ROME (AP) - With his center-left government at risk of collapsing, Premier Giuseppe Conte will address the Italian Parliament on how he plans to deal with the political crisis triggered by a small coalition partner withdrawing its support.
Conte told Italian President Sergio Mattarella in a meeting at the presidential palace Thursday that he intends to go before Parliament to lay out “the indispensable political clarification” about the crisis, the palace said in a statement. He is set to address lawmakers early next week, according to Italy’s Senate.
Previous premiers have used such appearances during past government crises to announce their resignations.
The current situation results from former Premier Matteo Renzi removing his small centrist party from Conte’s 16-month-old governing coalition on Wednesday. Renzi’s move capped weeks of squabbling over how some 200 billion euros ($243 billion) in European Union funds should be spent to help Italy recover economically and socially from the COVID-19 pandemic.
As head of state, the president must decide if Conte or someone else can form an alternative coalition or if an early election is needed. Unless the officially non-partisan Conte can find enough pledges of support in Parliament, especially in the Senate, to replace votes that Renzi and 17 other senators from the ex-premier’s Italy Alive party had provided, any bid to win a renewed vote of confidence in the upper house would appear doomed to fail.

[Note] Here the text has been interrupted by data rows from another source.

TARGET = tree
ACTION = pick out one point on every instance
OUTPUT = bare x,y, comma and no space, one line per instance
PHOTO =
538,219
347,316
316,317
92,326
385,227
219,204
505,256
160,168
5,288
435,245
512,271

Mattarella has repeatedly appealed for the country to come together during the pandemic, which has devastated Italy’s long-stagnant economy.

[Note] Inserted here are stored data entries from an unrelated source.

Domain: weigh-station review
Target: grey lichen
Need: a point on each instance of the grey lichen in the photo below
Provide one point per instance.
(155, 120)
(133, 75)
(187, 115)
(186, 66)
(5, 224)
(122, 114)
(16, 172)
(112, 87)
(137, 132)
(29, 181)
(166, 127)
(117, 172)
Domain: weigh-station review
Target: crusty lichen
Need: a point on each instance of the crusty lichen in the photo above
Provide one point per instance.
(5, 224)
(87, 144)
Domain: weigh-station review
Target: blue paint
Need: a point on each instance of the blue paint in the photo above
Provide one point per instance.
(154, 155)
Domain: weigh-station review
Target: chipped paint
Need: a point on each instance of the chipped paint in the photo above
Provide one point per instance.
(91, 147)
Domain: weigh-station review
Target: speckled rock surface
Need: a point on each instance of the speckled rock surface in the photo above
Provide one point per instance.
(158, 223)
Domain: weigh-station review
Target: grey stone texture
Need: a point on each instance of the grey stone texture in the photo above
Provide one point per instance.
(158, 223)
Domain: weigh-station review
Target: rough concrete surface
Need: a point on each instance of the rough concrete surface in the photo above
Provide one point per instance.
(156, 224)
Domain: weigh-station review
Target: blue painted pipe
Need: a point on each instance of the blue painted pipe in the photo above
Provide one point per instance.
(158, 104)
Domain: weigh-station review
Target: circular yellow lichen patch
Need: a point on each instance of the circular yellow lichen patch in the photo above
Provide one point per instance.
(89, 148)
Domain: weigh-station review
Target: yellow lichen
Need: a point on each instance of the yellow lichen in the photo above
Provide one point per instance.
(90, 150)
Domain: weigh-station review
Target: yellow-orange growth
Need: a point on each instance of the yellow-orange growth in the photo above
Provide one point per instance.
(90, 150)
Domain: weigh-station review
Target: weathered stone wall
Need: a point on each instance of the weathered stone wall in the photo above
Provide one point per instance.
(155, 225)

Opinion surveys have indicated that right-wing opposition forces, including the euroskeptic League party led by former Interior Minister Matteo Salvini and the Brothers of Italy, a rapidly growing far-right party with historic roots in neo-fascism, would triumph in an election held soon. If that scenario happens, Salvini, whose League was part of Conte’s first government, could return to power.
Conte’s main coalition partners are currently the center-left Democratic Party and the populist 5-Star Movement, which also was part of Conte’s first government along with the League.